In 2009, on his 50th anniversary of being a member of the Maine Bar, he was recognized by his peers for his long and devoted record of public service, receiving the honor of Life Member from the Maine State Bar Association.

Richard E. “Dick” Whiting, a longtime resident of St. George, died Friday in Rockport, surrounded by his family. He was 79.

“He was a loving father, who took his work very seriously,” said one of his four sons, Lee Whiting of Park City, Utah.

Mr. Whiting was born in Lewiston in 1931 and was raised in the Auburn area, graduating from Edward Little High School in 1949.

His father, Arthur Edward Whiting, operated Whiting’s Esso on Centre Street in Auburn. “It was a community fixture,” his son said.

While working there as a teenager, Mr. Whiting met a customer who was impressed with his work ethic and arranged for him to attend Cushing Academy, a Massachusetts prep school, on a scholarship.

At the time he was not sure he wanted to go to college, but the year he spent at Cushing Academy changed his mind.

Mr. Whiting met his future wife, Elaine Barbara “Lanny” Bland, at the school, and he was accepted into Colby College in Waterville, where he majored in history.

“My father had a fascination with all things historical,” his son said. “That never left him.”

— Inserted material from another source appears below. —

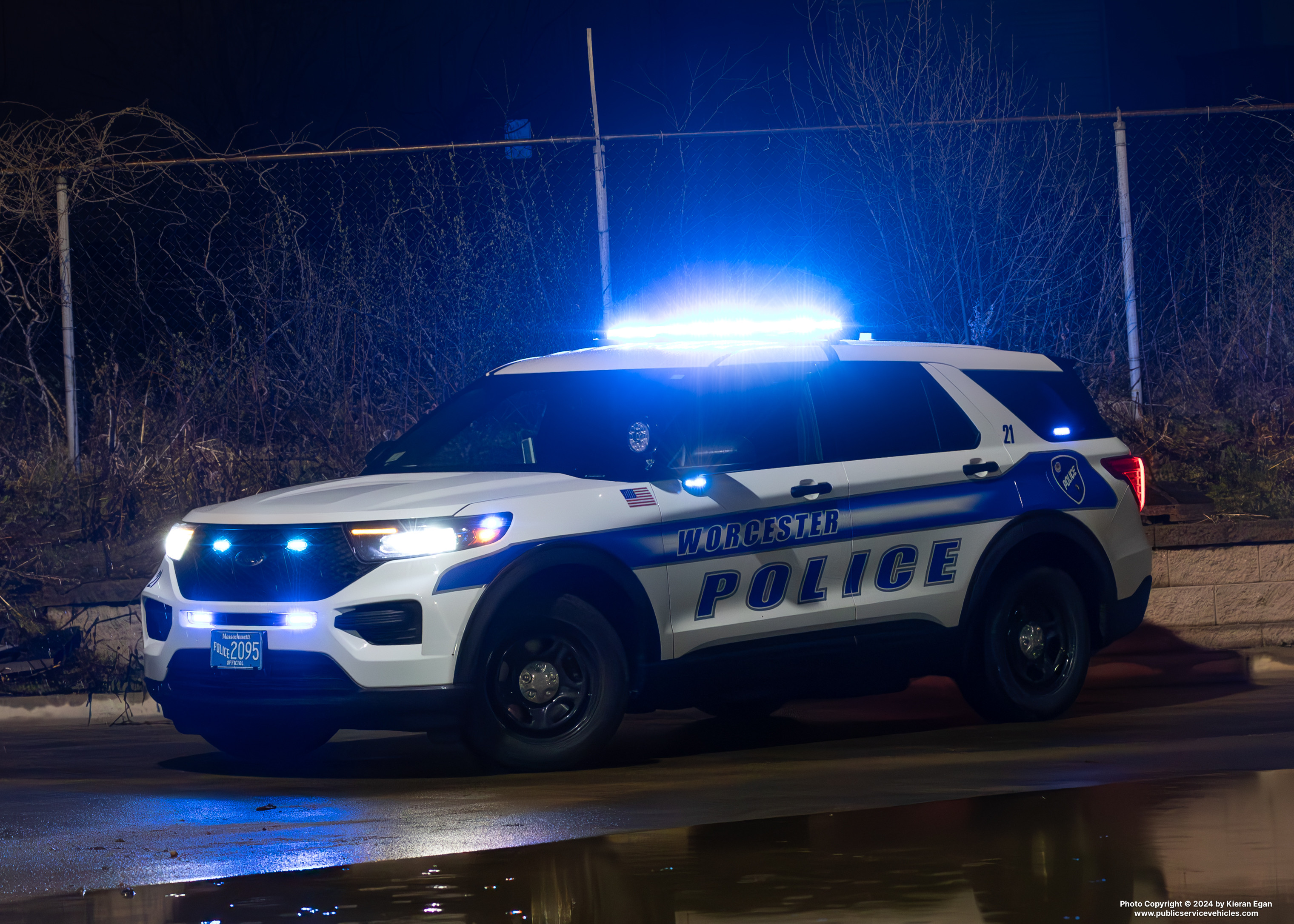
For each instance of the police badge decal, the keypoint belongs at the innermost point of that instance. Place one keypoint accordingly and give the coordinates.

After graduating from Colby in 1954, he attended Boston University Law School. In 1958, he was offered a job with a law firm in Rumford whose sole practitioner, Theodore Gonya, died about a year after Mr. Whiting joined the firm.

“My father inherited the practice and I think he held his own,” his son said.

He took on a partner, Jim Kendall. The firm of Whiting and Kendall flourished as they served as counsel and lobbyist for Rumford’s former Boise Cascade paper mill.

In 1973, Mr. Whiting was elected Oxford County judge of probate. He held the part-time post, which is based in the county seat of South Paris, for nearly 24 years, getting elected to six consecutive terms.

During his tenure as probate judge, Mr. Whiting continued to operate his law practice in Rumford.

He remained politically active, serving as president of the Maine Probate Judges Assembly as well as heading up a revision commission, whose reform recommendations were adopted by the Maine Legislature.

“His commission revised the probate code to make it simpler to understand, faster, and less expensive,” his son said.

He retired from the court in 1997.

Mr. Whiting lived for many years in St. George in a home overlooking Penobscot Bay that he and his sons built.

“It was built as a camp, but it eventually became his home,” his son said.

Mr. Whiting pursued a number of hobbies connected to the outdoors. He loved to fly fish, hunt for wild duck, and he enjoyed hiking, especially in the hills and mountains of western Maine where he grew up.

In 1978, on his 25th wedding anniversary, Mr. Whiting, his wife, and their five children climbed Baldpate Mountain in Grafton Notch State Park.

It was a rugged 2,900-foot climb past swimming holes, rock slabs and up ladders, but a memorable family experience.